Germaine Greer to release new book in November

She may have lead the feminist charge but these days Germaine Greer is fighting for a new cause.



As the story goes, a bower bird coerced Germaine Greer into buying 50 hectares of rainforest in Queensland at the turn of the century. White Beech is Germaine's story of her discovery of the wonders that are the Gondwana Rainforests of Australia, and her decision to return the ownership of her bit of forest to itself.

"This is the story of an extraordinary stroke of luck.  You could call it 'life-changing', if only every woman's life were not an inexorable series of changes to which she has to adapt as well as she can" –– Germaine Greer
In December 2001, after two years of searching for somewhere in Australia to put her archive, Germaine Greer was taken to the Numinbah Valley in South-east Queensland, to see an abandoned dairy farm that was for sale. It was the last thing she wanted, totally unsuitable as a site for a library, but the battered subtropical rainforest that clothed the upper slopes of the property needed her. Since then she has spent every spare cent on rehabilitating the forest, and set up a charity to continue the work after she has gone to be recycled.

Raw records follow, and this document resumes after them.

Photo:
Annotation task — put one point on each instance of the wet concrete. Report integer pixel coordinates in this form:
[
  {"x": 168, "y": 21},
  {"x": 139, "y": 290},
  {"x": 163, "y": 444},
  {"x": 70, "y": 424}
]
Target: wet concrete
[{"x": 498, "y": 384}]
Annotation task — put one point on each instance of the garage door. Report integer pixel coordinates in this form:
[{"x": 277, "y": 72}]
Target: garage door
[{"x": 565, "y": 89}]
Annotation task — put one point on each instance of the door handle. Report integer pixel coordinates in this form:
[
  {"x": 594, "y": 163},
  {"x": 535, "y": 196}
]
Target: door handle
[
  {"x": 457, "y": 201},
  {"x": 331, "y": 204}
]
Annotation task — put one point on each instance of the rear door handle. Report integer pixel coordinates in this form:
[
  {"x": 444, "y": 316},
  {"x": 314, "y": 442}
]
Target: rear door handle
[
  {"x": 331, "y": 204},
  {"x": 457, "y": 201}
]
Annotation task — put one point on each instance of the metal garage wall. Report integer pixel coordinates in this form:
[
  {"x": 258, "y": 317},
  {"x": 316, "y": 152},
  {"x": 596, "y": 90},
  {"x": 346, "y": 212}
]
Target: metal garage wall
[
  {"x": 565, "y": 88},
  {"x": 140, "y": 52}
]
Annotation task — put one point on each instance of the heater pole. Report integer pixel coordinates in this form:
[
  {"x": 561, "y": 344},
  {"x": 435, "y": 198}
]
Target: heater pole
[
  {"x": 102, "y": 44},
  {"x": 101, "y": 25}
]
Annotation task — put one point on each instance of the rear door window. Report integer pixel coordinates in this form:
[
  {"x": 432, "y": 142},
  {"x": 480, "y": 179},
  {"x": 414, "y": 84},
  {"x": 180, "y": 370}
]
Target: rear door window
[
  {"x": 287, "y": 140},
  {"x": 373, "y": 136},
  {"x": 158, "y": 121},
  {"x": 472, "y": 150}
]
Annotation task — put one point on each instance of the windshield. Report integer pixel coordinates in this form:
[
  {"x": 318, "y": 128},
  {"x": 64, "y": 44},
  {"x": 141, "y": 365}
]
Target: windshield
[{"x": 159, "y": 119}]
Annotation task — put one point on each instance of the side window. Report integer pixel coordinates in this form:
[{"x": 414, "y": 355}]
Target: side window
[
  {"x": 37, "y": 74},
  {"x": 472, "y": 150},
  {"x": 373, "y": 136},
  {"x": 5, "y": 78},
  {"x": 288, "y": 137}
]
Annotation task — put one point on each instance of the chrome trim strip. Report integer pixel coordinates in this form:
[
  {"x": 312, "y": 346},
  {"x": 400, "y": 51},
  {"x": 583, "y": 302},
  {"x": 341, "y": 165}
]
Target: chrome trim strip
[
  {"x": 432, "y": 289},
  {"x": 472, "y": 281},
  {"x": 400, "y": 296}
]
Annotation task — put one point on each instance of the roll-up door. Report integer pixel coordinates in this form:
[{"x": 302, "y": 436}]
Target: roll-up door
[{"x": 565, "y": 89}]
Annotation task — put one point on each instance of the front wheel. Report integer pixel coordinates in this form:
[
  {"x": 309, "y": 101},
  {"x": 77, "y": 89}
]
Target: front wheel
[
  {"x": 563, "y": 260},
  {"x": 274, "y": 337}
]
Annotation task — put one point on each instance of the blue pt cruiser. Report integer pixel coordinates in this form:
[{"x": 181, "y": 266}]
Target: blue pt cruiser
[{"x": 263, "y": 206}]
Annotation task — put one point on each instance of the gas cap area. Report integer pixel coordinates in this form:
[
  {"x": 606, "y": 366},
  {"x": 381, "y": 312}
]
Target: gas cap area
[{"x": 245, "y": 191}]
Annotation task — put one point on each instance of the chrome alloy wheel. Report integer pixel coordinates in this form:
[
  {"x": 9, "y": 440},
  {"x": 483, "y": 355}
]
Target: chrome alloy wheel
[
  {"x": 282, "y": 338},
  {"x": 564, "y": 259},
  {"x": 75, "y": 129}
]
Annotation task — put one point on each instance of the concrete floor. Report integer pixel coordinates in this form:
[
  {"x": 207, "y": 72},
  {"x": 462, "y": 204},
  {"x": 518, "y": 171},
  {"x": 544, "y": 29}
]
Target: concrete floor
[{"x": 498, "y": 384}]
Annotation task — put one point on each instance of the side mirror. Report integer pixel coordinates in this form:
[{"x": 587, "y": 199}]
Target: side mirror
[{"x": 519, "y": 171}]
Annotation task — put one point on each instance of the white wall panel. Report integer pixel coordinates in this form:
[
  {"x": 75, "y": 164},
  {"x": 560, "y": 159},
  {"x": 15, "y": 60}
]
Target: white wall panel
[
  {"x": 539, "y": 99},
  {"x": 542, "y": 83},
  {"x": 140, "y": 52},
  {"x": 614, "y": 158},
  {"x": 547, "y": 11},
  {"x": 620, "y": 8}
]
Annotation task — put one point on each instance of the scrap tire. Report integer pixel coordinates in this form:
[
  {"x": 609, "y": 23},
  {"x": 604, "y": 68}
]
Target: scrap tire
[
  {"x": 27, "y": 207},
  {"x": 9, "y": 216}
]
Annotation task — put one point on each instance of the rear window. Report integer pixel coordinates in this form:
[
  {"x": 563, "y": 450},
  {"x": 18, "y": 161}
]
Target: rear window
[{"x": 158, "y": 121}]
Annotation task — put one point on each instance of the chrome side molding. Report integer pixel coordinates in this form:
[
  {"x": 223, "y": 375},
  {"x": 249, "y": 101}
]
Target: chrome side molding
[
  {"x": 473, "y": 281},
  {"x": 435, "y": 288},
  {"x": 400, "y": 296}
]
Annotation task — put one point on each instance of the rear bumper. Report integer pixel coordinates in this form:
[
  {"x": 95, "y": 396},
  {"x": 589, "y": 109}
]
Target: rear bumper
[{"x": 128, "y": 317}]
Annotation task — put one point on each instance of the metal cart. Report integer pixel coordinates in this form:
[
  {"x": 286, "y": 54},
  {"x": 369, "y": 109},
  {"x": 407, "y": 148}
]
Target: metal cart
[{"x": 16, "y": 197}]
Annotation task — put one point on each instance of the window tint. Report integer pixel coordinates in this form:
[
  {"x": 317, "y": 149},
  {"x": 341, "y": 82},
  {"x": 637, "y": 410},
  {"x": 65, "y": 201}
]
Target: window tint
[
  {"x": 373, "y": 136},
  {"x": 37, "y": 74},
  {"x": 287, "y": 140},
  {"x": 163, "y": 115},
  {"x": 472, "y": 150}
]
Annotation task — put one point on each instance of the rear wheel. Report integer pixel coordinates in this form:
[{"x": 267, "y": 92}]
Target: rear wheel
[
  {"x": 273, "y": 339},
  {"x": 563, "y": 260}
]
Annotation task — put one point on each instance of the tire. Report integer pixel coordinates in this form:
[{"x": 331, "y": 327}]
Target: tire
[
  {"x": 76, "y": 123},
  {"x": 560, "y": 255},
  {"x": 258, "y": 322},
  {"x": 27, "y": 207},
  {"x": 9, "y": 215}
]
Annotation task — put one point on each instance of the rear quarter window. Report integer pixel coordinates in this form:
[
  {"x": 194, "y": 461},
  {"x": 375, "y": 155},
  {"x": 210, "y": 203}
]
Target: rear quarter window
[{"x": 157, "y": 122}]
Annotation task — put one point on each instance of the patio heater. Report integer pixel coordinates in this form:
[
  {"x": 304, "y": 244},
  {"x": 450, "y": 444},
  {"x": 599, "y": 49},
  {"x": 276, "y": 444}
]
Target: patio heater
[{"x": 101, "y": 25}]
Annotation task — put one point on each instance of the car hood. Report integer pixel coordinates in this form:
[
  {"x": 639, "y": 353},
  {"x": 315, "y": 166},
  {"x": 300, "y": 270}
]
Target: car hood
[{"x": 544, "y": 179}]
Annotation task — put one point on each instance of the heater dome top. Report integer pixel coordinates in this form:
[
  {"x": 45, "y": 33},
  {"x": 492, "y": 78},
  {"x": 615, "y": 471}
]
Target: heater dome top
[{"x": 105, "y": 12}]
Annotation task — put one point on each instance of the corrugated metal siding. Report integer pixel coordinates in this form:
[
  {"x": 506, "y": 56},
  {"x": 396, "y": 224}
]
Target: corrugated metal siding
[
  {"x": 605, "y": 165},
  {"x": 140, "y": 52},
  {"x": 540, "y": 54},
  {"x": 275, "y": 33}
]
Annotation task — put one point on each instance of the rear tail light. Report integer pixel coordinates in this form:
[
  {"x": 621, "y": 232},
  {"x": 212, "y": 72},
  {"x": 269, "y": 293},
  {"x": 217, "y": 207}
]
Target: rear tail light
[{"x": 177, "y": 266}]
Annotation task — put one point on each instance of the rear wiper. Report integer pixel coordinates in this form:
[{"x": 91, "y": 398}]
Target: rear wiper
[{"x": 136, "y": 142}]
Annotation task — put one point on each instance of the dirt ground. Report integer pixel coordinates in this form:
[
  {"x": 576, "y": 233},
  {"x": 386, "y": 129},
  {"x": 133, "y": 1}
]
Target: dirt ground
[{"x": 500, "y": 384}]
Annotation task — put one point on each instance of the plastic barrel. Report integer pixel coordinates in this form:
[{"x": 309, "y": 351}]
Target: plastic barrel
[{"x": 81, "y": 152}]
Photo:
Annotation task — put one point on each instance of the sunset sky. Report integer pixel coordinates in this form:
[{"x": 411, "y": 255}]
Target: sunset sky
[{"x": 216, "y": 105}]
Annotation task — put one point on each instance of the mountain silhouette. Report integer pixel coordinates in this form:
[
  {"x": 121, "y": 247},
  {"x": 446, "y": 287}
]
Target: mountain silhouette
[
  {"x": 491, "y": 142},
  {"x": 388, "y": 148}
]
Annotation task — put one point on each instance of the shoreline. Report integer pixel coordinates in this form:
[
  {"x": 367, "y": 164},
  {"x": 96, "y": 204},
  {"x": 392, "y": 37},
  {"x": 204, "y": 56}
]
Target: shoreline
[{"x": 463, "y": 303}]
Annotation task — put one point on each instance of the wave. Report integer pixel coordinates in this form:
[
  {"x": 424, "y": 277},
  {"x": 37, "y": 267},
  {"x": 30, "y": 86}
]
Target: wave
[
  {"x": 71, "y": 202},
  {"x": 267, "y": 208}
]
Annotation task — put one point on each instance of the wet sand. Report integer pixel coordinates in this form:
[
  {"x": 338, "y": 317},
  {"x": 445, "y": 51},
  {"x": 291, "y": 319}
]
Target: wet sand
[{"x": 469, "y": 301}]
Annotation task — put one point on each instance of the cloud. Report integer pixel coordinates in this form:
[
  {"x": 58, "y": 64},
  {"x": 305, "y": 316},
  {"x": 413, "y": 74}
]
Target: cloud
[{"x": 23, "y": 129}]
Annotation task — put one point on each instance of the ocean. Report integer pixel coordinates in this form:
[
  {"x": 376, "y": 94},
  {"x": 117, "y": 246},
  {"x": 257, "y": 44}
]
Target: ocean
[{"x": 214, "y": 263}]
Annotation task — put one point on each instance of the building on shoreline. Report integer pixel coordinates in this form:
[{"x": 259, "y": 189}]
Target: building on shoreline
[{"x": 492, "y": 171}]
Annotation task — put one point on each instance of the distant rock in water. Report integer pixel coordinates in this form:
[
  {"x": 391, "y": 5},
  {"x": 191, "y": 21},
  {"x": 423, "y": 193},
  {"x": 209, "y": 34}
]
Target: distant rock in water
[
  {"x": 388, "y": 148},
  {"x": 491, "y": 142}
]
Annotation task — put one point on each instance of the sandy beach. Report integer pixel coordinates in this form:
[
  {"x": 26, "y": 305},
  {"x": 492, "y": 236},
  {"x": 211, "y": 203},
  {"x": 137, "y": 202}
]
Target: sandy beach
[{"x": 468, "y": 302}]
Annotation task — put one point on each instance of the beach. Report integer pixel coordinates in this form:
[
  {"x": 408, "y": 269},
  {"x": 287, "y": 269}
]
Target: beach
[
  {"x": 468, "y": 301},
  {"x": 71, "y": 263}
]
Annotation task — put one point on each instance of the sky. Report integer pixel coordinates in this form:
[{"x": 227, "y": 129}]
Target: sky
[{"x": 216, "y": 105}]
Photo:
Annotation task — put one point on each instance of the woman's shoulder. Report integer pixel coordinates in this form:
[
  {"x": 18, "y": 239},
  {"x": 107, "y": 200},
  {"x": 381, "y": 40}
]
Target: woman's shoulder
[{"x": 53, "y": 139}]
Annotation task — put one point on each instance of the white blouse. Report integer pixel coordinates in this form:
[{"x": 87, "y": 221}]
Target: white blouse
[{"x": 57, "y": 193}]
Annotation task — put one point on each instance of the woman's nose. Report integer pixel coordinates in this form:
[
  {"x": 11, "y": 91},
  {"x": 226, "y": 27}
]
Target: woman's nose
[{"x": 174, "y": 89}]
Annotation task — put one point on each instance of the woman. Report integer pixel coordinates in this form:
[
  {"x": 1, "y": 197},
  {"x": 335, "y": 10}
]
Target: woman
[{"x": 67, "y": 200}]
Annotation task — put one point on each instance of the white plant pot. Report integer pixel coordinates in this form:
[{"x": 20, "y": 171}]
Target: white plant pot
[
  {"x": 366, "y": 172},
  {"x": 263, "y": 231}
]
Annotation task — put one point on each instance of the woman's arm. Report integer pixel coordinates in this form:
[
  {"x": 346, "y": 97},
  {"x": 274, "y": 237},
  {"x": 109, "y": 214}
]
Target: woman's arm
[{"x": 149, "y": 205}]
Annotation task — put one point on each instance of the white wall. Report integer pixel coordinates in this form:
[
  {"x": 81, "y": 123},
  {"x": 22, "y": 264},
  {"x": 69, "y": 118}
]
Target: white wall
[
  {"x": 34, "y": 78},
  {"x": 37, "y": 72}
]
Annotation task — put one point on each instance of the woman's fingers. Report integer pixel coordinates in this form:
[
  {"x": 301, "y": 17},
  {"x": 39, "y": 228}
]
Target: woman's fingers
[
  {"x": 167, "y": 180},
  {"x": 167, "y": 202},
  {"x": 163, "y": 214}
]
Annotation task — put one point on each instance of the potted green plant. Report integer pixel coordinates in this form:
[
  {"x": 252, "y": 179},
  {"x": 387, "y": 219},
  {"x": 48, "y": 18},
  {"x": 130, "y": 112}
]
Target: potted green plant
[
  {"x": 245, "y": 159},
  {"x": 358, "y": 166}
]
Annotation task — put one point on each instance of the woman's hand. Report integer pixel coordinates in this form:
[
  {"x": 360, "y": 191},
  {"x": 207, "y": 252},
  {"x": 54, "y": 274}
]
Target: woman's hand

White Beech tells the story of how Europeanisation has devastated our landscape and what we can do to restore its biodiversity and uniqueness. In Germaine's view conservation is too important to be left to politicians; it is time ordinary Australians began doing it for themselves. No activity, she believes, could be more rewarding. Restoring natural heritage is much easier than struggling to raise exotic plants and animals.

Greer's new book White Beech will be released in November through Bloomsbury.